Annotations¶
mzmine uses a variety of annotation methods. These methods include spectral library matches, compound database annotations, lipid annotations, and manual annotation.
Spectral library matches¶
To annotate compounds by matching experimental MS2 (or MSn) spectra against spectral libraries using the Spectral library search module. mzmine supports several open library formats (see here) and also features a workflow to build your own spectral libraries.
Compound database annotations¶
The compound database annotation matches experimental MS1 data (m/z, RT, CCS, RI) against a library using the Local compound database search module. This library may be downloaded or generated in-house.
Lipid annotations¶
mzmine's lipid annotations are a rule-based fragmentation framework to confidently annotate lipids based on MS2 and/or MS1 data using the Lipid annotation module. You can also define custom lipids and create your own annotation rules.
Manual annotation¶
To annotate compounds manually use the the context menu in the feature table (right click on a row) and select "Identification" → "Annotate manually". The result is stored as a compound database match.
Preferred annotation¶
The preferred annotation is a combination of spectral library matches, compound database annotations, and lipid annotations. The most confident annotation is chosen according to a set of community guidelines. mzmine supports ranking of annotations based on
the MSI minimum reporting standards,
the Schymanski et. al. scale and default mzmine sorting.
Ranking according to MSI scale¶
See: https://link.springer.com/article/10.1007/s11306-007-0082-2
Level 4 - Unknown compounds: Not annotated, m/z-only compound database annotation (no RT, RI, CCS)
Level 3 - Putatively characterised compound classes: Compound database annotation backed by Sirius CSI:FingerId, Lipid annotation based on MS1 data
Level 2 - Putatively annotated compounds: Spectral library match to reference libraries, Lipid annotations with MS2 information, Compound database matches with m/z and RT or RI information.
Level 1 - Identified compounds: At least two orthogonal metrics confirmed with standards in the same laboratory. This annotation level is not achieved in mzmine, as it would require differentiation between lab-internal and lab-external RT and RI measurements.
Ranking according to Schymanski et. al. scale¶
See: https://pubs.acs.org/doi/10.1021/es5002105
Level 5 - Exact mass of interest: Not annotated, compound database annotation (m/z only, without isotope matching), MS1 only lipid annotation.
Level 4 - Unequivocal molecular formula: Compound database match with isotope score >= 0.75
Level 3 - Tentative candidates: Compound database match confirmed with Sirius CSI:FingerId
Level 2b - by diagnostic fragments: MS2-based species level lipid annotation
Level 2a - by a library spectrum match: Spectral library match to a reference library, molecular species level lipid annotation.
Level 1 - Confirmed structure: Spectral library match to a reference library including RT or RI matching.
Default annotation ranking in mzmine¶
The default sorting algorithm in mzmine is adapted from the Schymanski levels, but specifically weights a lipid annotation with diagnostic fragments higher than a spectral library match without RT matching.
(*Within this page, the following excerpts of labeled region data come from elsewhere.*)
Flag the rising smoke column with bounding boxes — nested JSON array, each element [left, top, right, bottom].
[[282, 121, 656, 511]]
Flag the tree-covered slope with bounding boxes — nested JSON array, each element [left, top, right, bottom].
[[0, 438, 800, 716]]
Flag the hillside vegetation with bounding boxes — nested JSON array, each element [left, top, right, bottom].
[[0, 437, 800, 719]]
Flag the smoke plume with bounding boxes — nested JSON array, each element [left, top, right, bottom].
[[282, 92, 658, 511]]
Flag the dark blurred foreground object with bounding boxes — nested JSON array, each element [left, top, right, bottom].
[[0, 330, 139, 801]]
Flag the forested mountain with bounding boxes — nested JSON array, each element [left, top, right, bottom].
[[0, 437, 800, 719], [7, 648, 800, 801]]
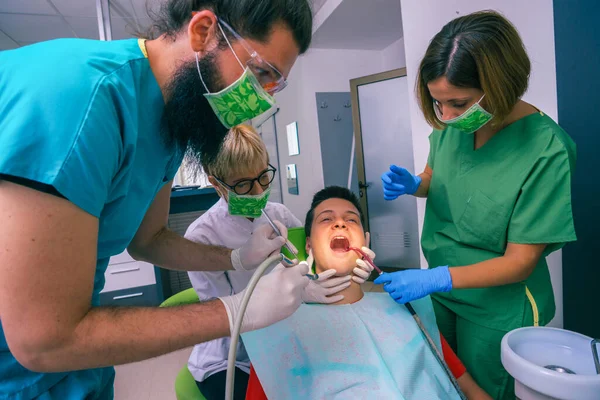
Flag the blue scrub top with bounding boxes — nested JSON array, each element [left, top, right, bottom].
[[0, 39, 182, 400]]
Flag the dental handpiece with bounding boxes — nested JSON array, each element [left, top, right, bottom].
[[261, 208, 319, 281], [347, 247, 467, 400]]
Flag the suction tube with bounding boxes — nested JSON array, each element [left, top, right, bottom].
[[225, 254, 283, 400]]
This is done because this lowers false positive molecular species level annotations and prefers species level annotations, if diagnostic fragments of multiple molecular species are present.
We want to point out that we neither prefer or disregard the MSI or Schymanski et. al. scale, but believe the more granular approach of the Schymanski et. al. scale allows a more intuitive user experience when sorting the feature table by annotation confidence.